Enviva, the largest industrial wood-pellet manufacturer in the world, launched what it calls an “enhanced and expanded global sourcing policy” last week in partnership with Earthworm Foundation, a non-profit that helps businesses reform their supply chains. The announcement came a few weeks after the publication of a report by FERN, in collaboration with The Weather Channel, spotlighting the company’s environmental practices.
The updated policy—the result of two year’s work with Earthworm—is part of Enviva’s effort to “improve environmental performance.”
According to the Rachel Carson Institute, Enviva alone — which currently owns and operates seven plants in the southeastern United States — is responsible for clearcutting 50 acres of southern forestland every day, much of it a mix of hardwoods critical for wildlife habitat and absorbing the carbon dioxide rapidly warming the planet. The wood is largely used to fuel electricity plants in what Enviva claims is a “carbon neutral” energy source.
In Enviva’s new policy, it committed to reforestation not only at the tract level, but at the landscape (or regional) level as well. And whereas it had previously pledged to avoid harvesting trees from high conservation value (HCV) bottomland forests, Enviva says it will now do so in certain upland HCV forests, too. Finally, the company plans to develop a satellite-based monitoring system this year to help third-party auditors verify harvest data submitted by landowners, and says it will “develop systems for reporting on progress” towards these goals.
“With the public implementation plans and progress reporting that accompany this policy, they are not only increasing their standards for sustainability, but for transparency as well,” said Bastien Sachet, CEO of the Earthworm Foundation.

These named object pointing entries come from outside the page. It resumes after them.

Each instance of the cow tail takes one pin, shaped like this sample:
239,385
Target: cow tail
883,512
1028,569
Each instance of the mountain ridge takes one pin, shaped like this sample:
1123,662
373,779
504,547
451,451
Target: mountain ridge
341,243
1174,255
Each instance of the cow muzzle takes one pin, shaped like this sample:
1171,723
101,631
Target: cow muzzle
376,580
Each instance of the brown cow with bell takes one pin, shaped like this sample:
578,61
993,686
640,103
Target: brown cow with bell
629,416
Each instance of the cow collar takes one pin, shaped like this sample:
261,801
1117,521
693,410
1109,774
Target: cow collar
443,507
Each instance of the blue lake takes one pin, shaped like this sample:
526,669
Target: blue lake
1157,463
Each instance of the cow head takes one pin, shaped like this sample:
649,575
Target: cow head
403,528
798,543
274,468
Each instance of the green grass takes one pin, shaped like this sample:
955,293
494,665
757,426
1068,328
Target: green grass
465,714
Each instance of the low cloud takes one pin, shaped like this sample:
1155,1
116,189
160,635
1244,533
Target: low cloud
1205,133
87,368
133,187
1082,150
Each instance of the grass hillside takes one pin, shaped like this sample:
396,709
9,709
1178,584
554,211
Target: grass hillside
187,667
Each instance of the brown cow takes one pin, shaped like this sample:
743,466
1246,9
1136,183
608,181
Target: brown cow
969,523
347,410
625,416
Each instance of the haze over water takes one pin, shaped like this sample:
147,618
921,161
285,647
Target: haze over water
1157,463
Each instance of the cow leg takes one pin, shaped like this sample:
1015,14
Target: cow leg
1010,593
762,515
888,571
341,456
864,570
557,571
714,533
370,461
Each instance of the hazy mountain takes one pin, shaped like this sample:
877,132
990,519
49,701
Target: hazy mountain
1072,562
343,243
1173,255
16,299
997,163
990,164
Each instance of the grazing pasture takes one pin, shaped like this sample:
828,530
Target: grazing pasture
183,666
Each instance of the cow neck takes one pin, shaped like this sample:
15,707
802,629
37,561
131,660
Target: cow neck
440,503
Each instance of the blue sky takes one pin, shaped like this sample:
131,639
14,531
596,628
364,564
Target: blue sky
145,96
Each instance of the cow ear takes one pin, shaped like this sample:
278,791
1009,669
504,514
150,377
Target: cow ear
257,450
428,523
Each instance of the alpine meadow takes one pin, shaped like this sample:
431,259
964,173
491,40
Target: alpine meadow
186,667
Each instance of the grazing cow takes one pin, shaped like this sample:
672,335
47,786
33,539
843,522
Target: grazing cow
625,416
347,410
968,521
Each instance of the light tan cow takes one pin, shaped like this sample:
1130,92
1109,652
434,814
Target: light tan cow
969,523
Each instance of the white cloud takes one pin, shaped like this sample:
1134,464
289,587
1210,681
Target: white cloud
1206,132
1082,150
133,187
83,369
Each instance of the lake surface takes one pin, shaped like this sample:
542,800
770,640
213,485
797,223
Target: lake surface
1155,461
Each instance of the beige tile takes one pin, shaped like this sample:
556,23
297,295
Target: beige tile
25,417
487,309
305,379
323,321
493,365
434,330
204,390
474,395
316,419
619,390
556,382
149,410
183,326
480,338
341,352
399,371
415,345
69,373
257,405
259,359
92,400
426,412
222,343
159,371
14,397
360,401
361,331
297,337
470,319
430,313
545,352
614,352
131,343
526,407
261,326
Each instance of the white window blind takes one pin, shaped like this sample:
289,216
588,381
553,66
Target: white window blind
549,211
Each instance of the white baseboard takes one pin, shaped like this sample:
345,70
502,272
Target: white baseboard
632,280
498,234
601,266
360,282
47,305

Enviva has also partnered with the Alabama-based nonprofit Longleaf Alliance to restore longleaf pine forest areas surrounding its own pellet mills. According to Longleaf president Robert Abernethy, Enviva can provide a crucial market for nearby landowners pursuing longleaf savannah restoration projects, which often require clearing the hardwood undergrowth. If left as mulch on the ground, the remains can act as a dangerous fuel source and also prevent growth of necessary groundcover. But if sold to Enviva, the landowners can profit from the byproduct of the restoration process.
“We are providing a market for the landowner,” he says, “and that’s good because if he can’t sell that brush in a longleaf restoration project, he’s faced with trying to control it with herbicide, with fire, or mulching it for $300 or $400 an acre and leaving it on the ground.”
None of these updates acknowledge the company’s impact on global warming. Enviva continues to manufacture more than 3 million metric tons of wood pellets every year—most of it exported to Europe—under the assumption of carbon neutrality: the notion that any carbon released into the atmosphere during the burning of pellets is offset by the carbon sequestered by newly planted trees. As Dr. Bill Schlesinger, former dean of the Nicholas School of the Environment at Duke University, previously told FERN, it’s “a question of timing.” When a tree is burned, its carbon is released immediately; when a new tree is planted, it won’t sequester the same amount of carbon for several decades, until it reaches the age at which the last tree was harvested. Given the current climate crisis, Schlesinger and scores of other scientists question whether the planet has that much time to spare.
“At a critical moment when countries need to be ‘buying time’ against climate change,” wrote nearly 800 scientists in a letter to the EU Parliament last year, “this approach amounts to ‘selling’ the world’s limited time to combat it.”
Though Abernethy says the Longleaf Alliance “isn’t involved in the carbon neutrality debate,” he repeated an attitude espoused by Enviva and often criticized by opponents of biomass: “If you can’t sell the trees on your property, then those trees have no value.” It’s an argument, opponents say, that ignores the important work of carbon sequestration. In a release for Earthworm, Sachet acknowledges the debate over biomass, but says “it’s not a black and white situation.”
“I think the public should be very weary of commitments that continue to ignore the leading forest carbon science, the on-the-ground evidence, and the warnings of the IPCC, that are saying things need to shift,” says Adam Colette, program director for the Dogwood Alliance, an Asheville-based environmental group that launched a public campaign against biomass in 2013. “When an organization like Earthworm works with Enviva, if they’re not acknowledging the problem, then the solutions they’re providing are not going to address the issues at hand.”
According to Colette, Enviva’s announcement is simply “the latest act in the ongoing green charade to cover up the destructive impacts of their dirty industry.”
“It’s a PR effort in the sense that it’s meant to distract us from the current problems of large scale industrial logging for forest, climate, and communities of the U.S. South,” he says. “You’re still cutting and burning forests when we are in a climate emergency.”
Note: Updated June 13, 2019 to correct spelling of Adam Colette.